The third season of Better Call Saul centers on this question. Are the actions of Jimmy McGill (Bob Odenkirk) ‘good’ and ‘lawful’ & do they have to be both. He’s positioned against older brother Chuck (Michael McKean), whose crusade against his sibling reaches its zenith here. Chuck sees the world in clear absolutes. There is the LAW; anything outside of that is wrong, bad, evil, your negative pejorative here. Jimmy sees the legal profession as a malleable tool to reach desired outcomes. Jimmy’s core motivation is not money but winning. He loves going head to head and coming out the victor. Chuck would never admit this, but it is his fundamental motivation. Instead of being open about it, as his little brother has always been, Chuck couches it in a veneer of civility & order. You see the cracks when Chuck is delivered a metaphorical killing blow in the season’s third act. 

One of the biggest problems when making a prequel television series is that you risk making a static show. We know where Jimmy will end up, so how do you still deliver fresh stories showing growth when the endpoint is known? You do this by introducing new characters not present in the starting series. Chuck, Howard Hamlin, Nacho Varga, and Kim. Oh, Kim. Before watching this show, I’d seen some people refer to Kim Wexler (Rhea Seehorn) as the “heart” of Better Call Saul. I had no context for that, but it stuck with me. I’m seeing that happening now, making my heart ache for future seasons. Kim is a glorious character, a perfect counterpoint to Jimmy & Chuck. They are angry little boys who use the Law as a cudgel in their personal family bitterness.

Kim is the audience surrogate more than Jimmy or Chuck, or Mike.

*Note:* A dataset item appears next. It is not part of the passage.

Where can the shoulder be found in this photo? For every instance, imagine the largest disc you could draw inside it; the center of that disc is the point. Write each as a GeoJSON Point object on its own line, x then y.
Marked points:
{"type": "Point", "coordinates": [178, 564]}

She is in the middle. Kim is a person who wants to do good. Helping people makes her feel good. She likes the way she can use the law to help them. Yet, she acknowledges that the law’s mechanisms can harm and impede progress. Like all of us, she has personal ambitions; she wants to be known as a good lawyer in her community. Jimmy constantly tempts Kim to his side, not benevolence but mutually beneficial. Look at the Sandpiper Crossing case, where Jimmy wants plaintiffs to settle now so he can get paid quicker than waiting for the process to play out. The victims will get compensated, and so will Jimmy, but they may not get a fair deal. Chuck believes the case should play itself out regardless if the delay harms Jimmy personally. Kim benefits from Jimmy’s machinations; this results in the greatest internal conflict for her. But, ultimately, she does appreciate what he did.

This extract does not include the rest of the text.